Holly kept talking with Seika through the period (Well, there’s some more work I’ll have to do at home!) and learned that she really was a lot like Steve’s usual friends, a science-fiction and fantasy geek who even did role-play in her spare time. Have to ask her if she’s got a gaming group or something. That’s a social activity I understand, and if I can get a social “in” — even a very geeky one — that’ll be a big help in establishing myself here.
Silvertail, currently in his Trayne Owen form, shared her enthusiasm when she got home. “That really is a stroke of luck.

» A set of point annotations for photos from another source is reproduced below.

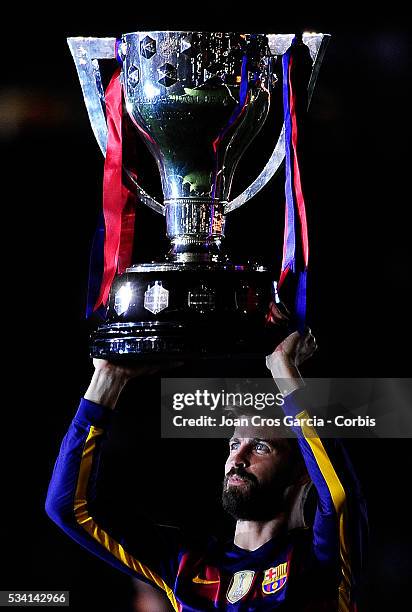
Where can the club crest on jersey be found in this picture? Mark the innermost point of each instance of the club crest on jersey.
(275, 578)
(240, 585)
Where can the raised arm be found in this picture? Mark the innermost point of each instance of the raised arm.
(142, 551)
(340, 525)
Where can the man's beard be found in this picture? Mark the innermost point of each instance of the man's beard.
(252, 501)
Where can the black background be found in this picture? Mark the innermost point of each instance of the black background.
(356, 178)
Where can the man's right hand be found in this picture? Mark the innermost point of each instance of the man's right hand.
(109, 379)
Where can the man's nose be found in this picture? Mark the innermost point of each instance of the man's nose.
(241, 457)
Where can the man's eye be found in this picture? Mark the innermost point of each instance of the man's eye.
(262, 448)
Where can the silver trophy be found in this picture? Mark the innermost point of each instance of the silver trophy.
(197, 99)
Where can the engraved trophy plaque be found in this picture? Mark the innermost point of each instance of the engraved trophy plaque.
(197, 99)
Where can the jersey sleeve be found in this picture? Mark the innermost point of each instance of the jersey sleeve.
(147, 552)
(340, 523)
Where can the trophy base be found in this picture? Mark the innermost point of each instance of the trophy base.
(181, 311)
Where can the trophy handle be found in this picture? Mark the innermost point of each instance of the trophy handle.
(278, 45)
(86, 52)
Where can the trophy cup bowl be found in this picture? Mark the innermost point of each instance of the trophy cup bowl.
(197, 99)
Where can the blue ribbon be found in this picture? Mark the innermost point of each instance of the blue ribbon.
(300, 302)
(289, 255)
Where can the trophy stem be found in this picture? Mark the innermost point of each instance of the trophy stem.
(195, 227)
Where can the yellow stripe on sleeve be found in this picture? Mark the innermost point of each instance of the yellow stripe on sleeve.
(88, 524)
(338, 495)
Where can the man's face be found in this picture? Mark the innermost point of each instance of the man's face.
(257, 471)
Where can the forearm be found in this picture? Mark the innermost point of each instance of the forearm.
(106, 385)
(285, 374)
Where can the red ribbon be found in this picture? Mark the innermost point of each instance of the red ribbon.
(118, 201)
(296, 173)
(297, 184)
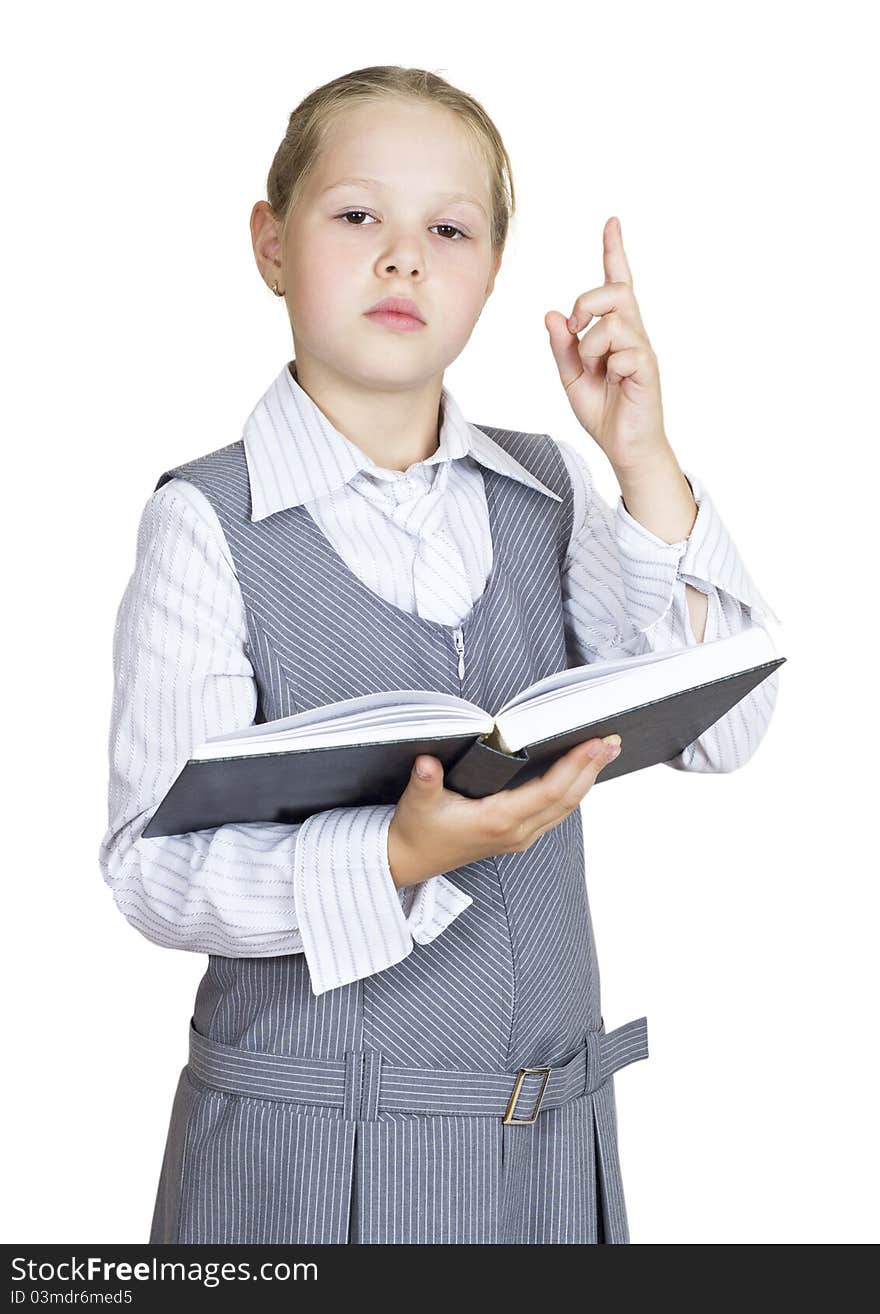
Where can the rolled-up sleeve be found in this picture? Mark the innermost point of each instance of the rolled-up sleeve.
(181, 676)
(625, 594)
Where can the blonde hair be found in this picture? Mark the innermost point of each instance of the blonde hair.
(309, 122)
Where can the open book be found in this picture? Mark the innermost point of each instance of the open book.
(361, 750)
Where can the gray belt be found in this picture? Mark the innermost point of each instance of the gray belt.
(363, 1084)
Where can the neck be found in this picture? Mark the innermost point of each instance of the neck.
(394, 427)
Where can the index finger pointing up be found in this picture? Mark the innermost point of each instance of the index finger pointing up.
(614, 255)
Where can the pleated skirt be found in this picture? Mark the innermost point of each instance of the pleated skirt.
(242, 1170)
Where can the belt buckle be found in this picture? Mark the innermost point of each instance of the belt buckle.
(523, 1072)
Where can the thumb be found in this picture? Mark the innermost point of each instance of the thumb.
(564, 344)
(427, 771)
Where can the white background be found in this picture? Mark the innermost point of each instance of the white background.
(737, 911)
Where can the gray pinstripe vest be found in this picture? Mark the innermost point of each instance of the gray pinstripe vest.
(524, 948)
(254, 1154)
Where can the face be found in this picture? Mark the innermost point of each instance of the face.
(417, 226)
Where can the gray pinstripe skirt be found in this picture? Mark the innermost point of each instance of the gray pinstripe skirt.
(272, 1149)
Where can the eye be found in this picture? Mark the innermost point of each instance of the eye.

Or fate, I suppose, in that you will need to make friends for this to work at all.” He rubbed his chin thoughtfully. “You know, I think as your father that I would recommend you follow Seika’s example. Speak to three new people this week.”

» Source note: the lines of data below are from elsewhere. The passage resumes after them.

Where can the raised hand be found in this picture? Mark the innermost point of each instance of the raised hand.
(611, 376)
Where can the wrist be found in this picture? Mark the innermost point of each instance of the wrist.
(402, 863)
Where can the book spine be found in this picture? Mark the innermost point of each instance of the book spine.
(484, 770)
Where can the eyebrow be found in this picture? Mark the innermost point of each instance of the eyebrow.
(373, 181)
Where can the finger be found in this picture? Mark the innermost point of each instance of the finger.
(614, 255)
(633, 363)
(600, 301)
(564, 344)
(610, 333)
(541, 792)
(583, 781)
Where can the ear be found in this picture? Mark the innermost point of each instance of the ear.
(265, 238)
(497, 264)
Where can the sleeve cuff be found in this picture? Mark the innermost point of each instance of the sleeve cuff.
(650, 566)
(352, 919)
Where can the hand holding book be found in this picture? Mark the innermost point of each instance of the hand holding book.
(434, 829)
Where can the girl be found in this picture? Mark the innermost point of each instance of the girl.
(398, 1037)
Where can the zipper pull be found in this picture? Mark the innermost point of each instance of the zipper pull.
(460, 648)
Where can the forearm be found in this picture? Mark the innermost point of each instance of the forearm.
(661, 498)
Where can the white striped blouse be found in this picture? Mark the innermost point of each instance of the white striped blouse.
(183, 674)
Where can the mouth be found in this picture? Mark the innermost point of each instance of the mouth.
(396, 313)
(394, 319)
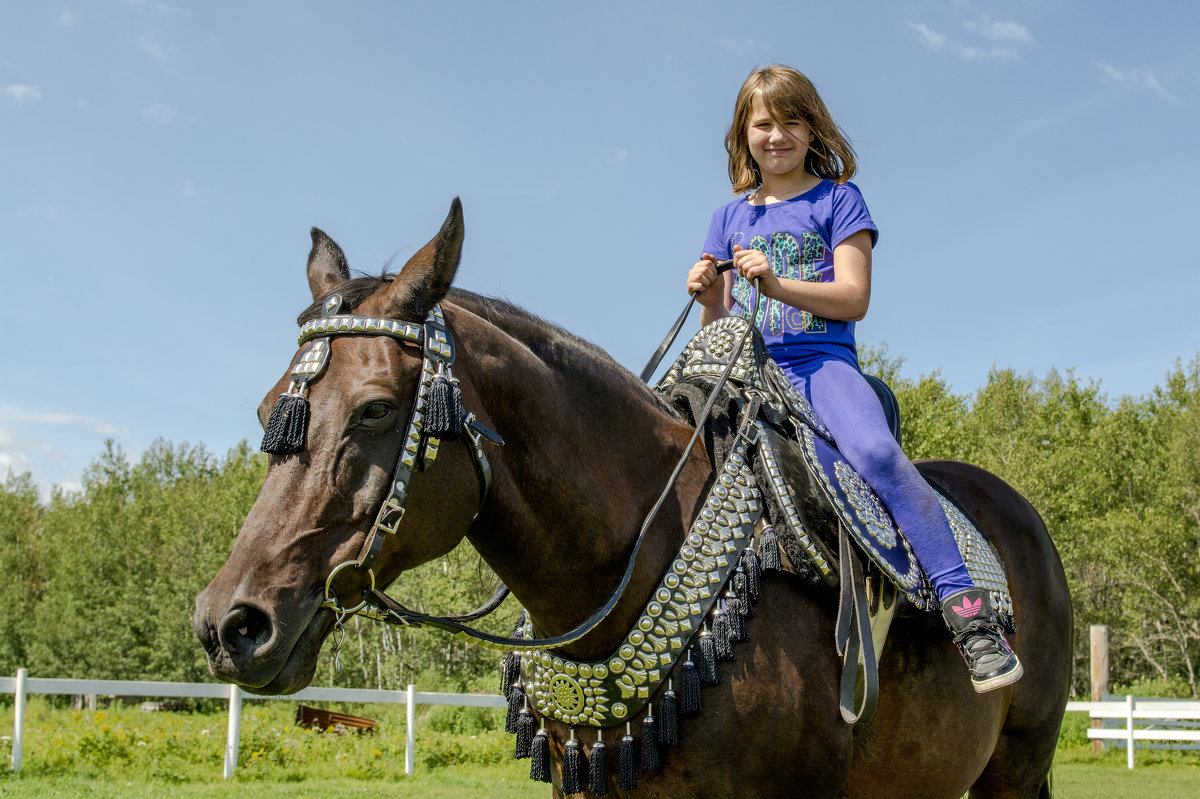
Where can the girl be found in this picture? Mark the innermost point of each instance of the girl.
(805, 234)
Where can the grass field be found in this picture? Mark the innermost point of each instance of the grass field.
(126, 754)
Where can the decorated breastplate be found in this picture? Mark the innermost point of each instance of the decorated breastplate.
(606, 692)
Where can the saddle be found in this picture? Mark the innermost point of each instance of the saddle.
(822, 491)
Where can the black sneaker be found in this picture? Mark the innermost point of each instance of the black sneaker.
(979, 637)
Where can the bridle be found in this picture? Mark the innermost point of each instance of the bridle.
(420, 448)
(420, 440)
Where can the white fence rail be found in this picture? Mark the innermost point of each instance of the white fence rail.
(23, 685)
(1145, 720)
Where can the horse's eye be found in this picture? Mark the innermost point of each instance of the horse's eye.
(376, 412)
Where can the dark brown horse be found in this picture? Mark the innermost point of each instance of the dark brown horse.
(588, 450)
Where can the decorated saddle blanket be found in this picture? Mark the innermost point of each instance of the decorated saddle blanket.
(841, 493)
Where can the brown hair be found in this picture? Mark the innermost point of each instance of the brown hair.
(787, 94)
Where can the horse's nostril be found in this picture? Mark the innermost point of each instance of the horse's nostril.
(244, 631)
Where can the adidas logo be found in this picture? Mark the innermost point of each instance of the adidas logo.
(967, 608)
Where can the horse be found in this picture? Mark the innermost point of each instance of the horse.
(587, 451)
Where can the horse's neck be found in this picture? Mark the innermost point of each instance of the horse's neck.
(587, 454)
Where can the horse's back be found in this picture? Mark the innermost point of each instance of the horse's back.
(1043, 618)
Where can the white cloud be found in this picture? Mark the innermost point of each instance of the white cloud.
(41, 212)
(1140, 77)
(21, 92)
(928, 36)
(11, 413)
(742, 46)
(160, 113)
(154, 49)
(1001, 31)
(982, 37)
(11, 456)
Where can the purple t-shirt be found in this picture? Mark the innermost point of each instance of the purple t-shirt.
(798, 238)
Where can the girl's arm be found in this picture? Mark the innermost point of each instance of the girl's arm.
(845, 299)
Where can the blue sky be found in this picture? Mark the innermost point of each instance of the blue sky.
(1032, 167)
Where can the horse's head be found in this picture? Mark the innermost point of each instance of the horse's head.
(262, 619)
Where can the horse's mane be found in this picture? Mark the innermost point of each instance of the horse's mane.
(555, 346)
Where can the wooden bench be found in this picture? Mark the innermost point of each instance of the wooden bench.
(333, 721)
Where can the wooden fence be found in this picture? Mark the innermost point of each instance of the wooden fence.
(1174, 721)
(23, 685)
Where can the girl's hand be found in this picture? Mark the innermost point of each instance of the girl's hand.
(753, 264)
(706, 283)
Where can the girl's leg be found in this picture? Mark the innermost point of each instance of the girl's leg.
(847, 404)
(849, 407)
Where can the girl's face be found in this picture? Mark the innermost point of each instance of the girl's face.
(777, 146)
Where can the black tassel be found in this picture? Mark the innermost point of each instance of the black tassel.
(627, 762)
(443, 409)
(539, 769)
(741, 589)
(768, 550)
(737, 620)
(689, 688)
(525, 734)
(510, 673)
(706, 662)
(573, 763)
(651, 761)
(754, 587)
(723, 641)
(287, 427)
(598, 768)
(516, 703)
(669, 719)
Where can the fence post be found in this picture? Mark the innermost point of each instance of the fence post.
(1099, 664)
(234, 731)
(1129, 730)
(409, 728)
(18, 722)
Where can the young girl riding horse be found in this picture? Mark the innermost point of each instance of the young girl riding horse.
(804, 233)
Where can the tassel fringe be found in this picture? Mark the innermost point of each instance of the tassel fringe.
(443, 409)
(669, 719)
(768, 550)
(627, 762)
(598, 768)
(573, 764)
(525, 734)
(539, 769)
(651, 761)
(287, 427)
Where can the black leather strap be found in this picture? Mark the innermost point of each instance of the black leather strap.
(657, 358)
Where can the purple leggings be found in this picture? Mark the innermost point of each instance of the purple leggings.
(847, 406)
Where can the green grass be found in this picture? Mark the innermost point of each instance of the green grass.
(126, 754)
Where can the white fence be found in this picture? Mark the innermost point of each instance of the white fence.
(1145, 720)
(24, 685)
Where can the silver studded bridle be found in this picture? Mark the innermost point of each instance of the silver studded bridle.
(419, 451)
(420, 448)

She squirmed uncomfortably in her seat, but unwillingly came to the conclusion that Mr. Owen was more right than he knew. “Okay, yeah. I guess. With the homeschool excuse I can even be straight-up curious about stuff that I’ve read about but never was clear on.”
“Speaking of that, how was your first gym class?”
She felt her face go red. “Embarrassing, but not anywhere near as bad as I thought. The class isn’t the problem, of course, it’s the changing rooms and showers. There’s stalls you can use to change clothes and you’re not forced into a big communal shower like they used to do when I was a kid in school. So I didn’t feel quite so much the pervert as I thought I might be. Still . . . there’s not much chance to avoid sometimes looking in the wrong direction, no matter how shy I make myself, especially since I’m not pretending to be some weird religion that would give me an excuse for running in first and waiting until everyone else is gone.”
“You actually are a fourteen-year-old girl, of course. It is not like you will somehow get caught and arrested.”
“Sure, but *I* still know that I am, or was, or will be — you know, this is like totally hard to talk about! — a thirty-five-year old guy. Who remembers being a teenage guy, so I can’t completely ignore the whole situation. Even though I’m not a guy right now.”
Mr. Owen’s smile had a wry edge to it. “I understand the problem, Holly. And undoubtedly this will be an uncomfortable conversation to have at points in your career. But your cover depends on being a teenage girl, and I cannot think of a reasonable excuse for you to not be included in the general run of physical education activities.”
“No, I know there isn’t one.”
“The fact is that it is not possible to prevent you from looking, nor from thinking things that may be inappropriate for your society, given your most unique situation; even if Holly Owen is inherently interested in the opposite sex, you have twenty years of learned responses in an entirely different direction. The question is whether you act on those thoughts. I know you now well enough to be certain you will not. And that, Stephen — and Holly — is all that matters.”
She gave an embarrassed snort of laughter. “Stop it, you make me sound almost like a saint, and that I am not.”
“No saint. A basically decent person — which in some ways is better. Someone who can be completely detached from temptation and corruption has a great difficulty understanding it, and understanding is vital.”
“I guess that makes sense,” Holly said, picking up her plate and bringing it toward the dishwasher.
“Speaking of which, I understand now some of your reasons for wanting your room and mine well separated, but I still have the hearing of a rat. The soundproofing may require improvement.”